New ESG-Related Regulatory Proposals May Hinder Fiduciary Duties
October 21, 2020
In many ways, 2020 has been a landmark year for sustainable investing. Interest is growing in funds that incorporate environmental, social and governance (ESG) factors. The events of recent months also make it clear that new investment solutions are needed to solve systemic issues.
It comes as somewhat of a surprise then that the U.S. Department of Labor (DOL) has decided now is the time to discourage fiduciaries’ ability to use ESG considerations in investment decision making.
Indeed, the DOL, which regulates Employee Retirement Income Security Act (ERISA) plan fiduciaries, this year introduced two separate proposed rule changes that could potentially limit ESG integration and shareholder rights. The first proposed change would impose hurdles on when ERISA fiduciaries can evoke the consideration of ESG factors, while the latest, introduced in late August, would add additional regulatory hurdles for proxy voting by plan managers.
We note that Wespath and its subsidiaries are not subject to ERISA regulations as the law does not cover church plans. Nevertheless, Wespath shares the concerns held by the overwhelming majority of the investment industry and employer plan sponsor community, which oppose these rules.
Most readers will know by now that Wespath takes a comprehensive approach to sustainable investment that considers ESG factors as they relate to investment management. Our robust process for proxy voting is part of this sustainable investment focus. We firmly believe sustainable investment activities strengthen our potential for consistently providing reliable, long-term financial returns, helping us fulfill our fiduciary responsibilities. This is clearly stated in our Sustainability Investment Belief and is affirmed more specifically in additional investment beliefs.
Take climate change, for example. This is one of the most pressing ESG issues of our times, and we believe it has rather clear investment implications. In fact, as stated in our Low-Carbon Transition Investment Belief, we think a “global transition to a low-carbon economy is underway” and it is creating “winners and losers across companies, industries and countries, impacting investment returns.”
Accordingly, we believe an ERISA plan, and any investor, would be abrogating its fiduciary duty by not voting on resolutions related to climate change. The same could be said about many other ESG issues that have material financial implications for plan assets.

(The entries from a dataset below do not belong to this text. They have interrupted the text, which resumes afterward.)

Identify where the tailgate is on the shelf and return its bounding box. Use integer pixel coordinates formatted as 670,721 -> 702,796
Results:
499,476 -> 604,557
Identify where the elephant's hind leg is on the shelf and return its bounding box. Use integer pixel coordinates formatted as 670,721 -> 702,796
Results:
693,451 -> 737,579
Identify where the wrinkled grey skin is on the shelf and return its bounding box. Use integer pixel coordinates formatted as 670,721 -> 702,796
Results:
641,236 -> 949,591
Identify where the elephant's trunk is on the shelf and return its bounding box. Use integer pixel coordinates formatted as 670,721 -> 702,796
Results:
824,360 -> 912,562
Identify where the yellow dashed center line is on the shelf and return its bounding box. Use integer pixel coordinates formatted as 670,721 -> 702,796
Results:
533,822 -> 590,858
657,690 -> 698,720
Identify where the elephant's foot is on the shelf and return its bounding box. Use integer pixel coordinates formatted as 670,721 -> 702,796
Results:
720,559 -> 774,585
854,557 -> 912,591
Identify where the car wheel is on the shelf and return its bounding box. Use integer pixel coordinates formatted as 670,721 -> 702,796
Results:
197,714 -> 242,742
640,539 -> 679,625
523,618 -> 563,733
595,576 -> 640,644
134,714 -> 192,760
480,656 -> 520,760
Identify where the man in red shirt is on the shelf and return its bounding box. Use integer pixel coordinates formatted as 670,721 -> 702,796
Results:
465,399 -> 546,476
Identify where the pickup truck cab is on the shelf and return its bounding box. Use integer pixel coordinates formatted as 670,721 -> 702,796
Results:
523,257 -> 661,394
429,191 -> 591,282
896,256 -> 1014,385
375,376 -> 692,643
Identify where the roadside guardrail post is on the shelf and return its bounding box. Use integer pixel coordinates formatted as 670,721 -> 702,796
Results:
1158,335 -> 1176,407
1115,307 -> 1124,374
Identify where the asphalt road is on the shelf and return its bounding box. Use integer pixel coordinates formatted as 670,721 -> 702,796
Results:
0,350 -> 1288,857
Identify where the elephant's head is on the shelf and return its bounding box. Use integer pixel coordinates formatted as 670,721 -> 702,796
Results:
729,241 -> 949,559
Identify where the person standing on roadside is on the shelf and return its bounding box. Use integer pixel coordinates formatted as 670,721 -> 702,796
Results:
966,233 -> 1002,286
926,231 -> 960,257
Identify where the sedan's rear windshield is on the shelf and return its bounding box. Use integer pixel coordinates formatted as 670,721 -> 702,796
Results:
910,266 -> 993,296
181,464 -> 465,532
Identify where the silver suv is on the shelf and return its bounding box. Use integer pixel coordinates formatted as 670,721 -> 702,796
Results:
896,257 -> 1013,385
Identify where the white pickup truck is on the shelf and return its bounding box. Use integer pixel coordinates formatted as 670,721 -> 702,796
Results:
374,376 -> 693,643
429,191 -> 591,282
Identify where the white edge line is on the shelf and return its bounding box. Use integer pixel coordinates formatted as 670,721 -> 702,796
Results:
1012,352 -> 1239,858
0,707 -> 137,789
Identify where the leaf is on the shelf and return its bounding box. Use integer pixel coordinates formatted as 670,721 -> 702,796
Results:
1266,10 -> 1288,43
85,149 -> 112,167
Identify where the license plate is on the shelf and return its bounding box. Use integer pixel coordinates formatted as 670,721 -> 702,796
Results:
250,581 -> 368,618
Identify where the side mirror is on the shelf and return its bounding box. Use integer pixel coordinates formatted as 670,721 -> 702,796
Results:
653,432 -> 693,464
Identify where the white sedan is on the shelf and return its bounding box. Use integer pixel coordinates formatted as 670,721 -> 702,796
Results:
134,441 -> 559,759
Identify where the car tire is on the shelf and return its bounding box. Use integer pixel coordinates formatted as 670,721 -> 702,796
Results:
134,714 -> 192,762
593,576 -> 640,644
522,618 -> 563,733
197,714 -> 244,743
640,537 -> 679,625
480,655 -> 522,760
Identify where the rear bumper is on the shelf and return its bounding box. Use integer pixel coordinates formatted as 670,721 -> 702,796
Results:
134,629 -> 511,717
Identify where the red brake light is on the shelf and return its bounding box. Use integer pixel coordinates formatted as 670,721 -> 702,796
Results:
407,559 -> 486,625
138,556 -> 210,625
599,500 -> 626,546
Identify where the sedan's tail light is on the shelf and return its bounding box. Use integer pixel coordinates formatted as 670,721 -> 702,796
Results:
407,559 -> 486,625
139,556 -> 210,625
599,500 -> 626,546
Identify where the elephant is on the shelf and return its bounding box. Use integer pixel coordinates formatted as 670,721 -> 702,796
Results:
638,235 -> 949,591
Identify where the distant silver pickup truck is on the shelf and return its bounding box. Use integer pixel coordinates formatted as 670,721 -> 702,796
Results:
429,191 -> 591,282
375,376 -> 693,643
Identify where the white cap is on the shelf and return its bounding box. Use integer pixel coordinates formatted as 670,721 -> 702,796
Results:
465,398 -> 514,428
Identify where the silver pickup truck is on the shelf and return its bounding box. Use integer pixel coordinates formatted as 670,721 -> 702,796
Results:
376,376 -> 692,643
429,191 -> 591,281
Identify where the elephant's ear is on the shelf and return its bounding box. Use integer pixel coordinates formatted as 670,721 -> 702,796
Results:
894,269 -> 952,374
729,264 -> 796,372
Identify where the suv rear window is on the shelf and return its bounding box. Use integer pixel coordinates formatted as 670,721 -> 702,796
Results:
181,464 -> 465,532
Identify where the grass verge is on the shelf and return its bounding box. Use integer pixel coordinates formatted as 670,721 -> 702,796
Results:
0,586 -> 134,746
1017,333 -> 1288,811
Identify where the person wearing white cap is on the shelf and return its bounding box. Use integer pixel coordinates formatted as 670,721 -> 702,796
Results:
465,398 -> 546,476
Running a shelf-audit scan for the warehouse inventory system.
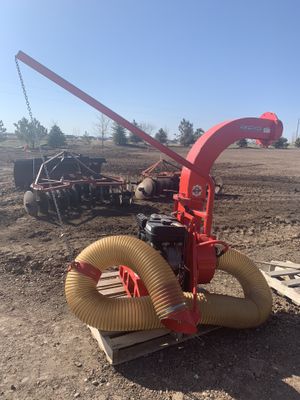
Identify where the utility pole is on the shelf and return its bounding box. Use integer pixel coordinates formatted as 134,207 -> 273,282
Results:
295,118 -> 300,140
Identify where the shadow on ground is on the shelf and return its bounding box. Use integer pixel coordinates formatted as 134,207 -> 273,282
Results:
116,313 -> 300,400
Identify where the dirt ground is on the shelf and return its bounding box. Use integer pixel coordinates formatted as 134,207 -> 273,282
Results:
0,142 -> 300,400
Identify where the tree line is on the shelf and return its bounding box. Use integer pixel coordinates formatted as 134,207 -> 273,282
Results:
0,117 -> 66,149
0,119 -> 300,149
112,118 -> 204,146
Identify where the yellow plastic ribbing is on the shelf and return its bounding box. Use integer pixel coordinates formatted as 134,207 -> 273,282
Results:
65,236 -> 272,331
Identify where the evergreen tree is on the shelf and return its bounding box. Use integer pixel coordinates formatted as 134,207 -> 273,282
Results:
295,138 -> 300,147
129,120 -> 143,143
112,122 -> 127,146
155,128 -> 168,143
14,117 -> 47,149
194,128 -> 204,143
48,124 -> 66,148
178,118 -> 194,146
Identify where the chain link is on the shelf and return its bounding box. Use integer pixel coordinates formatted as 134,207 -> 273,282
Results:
15,57 -> 74,261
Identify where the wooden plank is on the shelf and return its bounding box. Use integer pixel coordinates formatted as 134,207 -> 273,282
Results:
100,286 -> 125,297
266,269 -> 300,278
100,271 -> 119,279
111,329 -> 171,349
88,326 -> 113,363
89,326 -> 220,365
261,271 -> 300,306
282,278 -> 300,287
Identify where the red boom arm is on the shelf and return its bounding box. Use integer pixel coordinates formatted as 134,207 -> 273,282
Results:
16,51 -> 283,293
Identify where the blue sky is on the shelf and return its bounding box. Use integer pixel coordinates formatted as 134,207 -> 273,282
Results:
0,0 -> 300,137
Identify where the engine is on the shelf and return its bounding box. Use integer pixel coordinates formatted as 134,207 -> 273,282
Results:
137,214 -> 187,289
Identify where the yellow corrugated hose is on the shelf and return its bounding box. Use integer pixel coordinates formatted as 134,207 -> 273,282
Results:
65,236 -> 272,331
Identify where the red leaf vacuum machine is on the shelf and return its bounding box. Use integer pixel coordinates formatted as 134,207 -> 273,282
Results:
16,52 -> 283,334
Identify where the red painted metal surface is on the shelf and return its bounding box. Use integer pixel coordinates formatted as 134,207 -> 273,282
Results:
119,265 -> 149,297
16,51 -> 205,181
16,51 -> 283,332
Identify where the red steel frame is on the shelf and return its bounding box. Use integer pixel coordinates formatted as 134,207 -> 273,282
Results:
16,51 -> 283,294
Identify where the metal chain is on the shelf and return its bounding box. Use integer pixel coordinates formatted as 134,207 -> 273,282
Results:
15,57 -> 74,261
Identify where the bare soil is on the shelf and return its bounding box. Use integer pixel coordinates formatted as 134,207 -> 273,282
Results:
0,142 -> 300,400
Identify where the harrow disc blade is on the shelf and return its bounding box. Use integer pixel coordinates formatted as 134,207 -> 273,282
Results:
213,176 -> 224,195
23,190 -> 38,217
135,178 -> 155,200
36,192 -> 49,215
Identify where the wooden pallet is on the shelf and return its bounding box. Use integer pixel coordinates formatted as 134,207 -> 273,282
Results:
88,271 -> 219,365
259,261 -> 300,306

To be clear, we view shareholder resolutions as a last resort in the process of shareholder engagement. We believe investors should only resort to filing a proposal when material financial issues are at risk, and when other forms of engagement and dialogue have reached an impasse.
But the DOL’s recent proposals seem to imply that ESG issues do not, in fact, have financial implications and ESG-related shareholder resolutions do not merit a vote by plan fiduciaries. We could not disagree more strongly with this sentiment.
Beyond this, we point to the comment letter regarding the DOL ESG integration proposal from our partners at the American Benefits Council who have thoughtfully laid out reservations around the rushed nature of these processes and the potentially costly unintended consequences of these regulatory changes.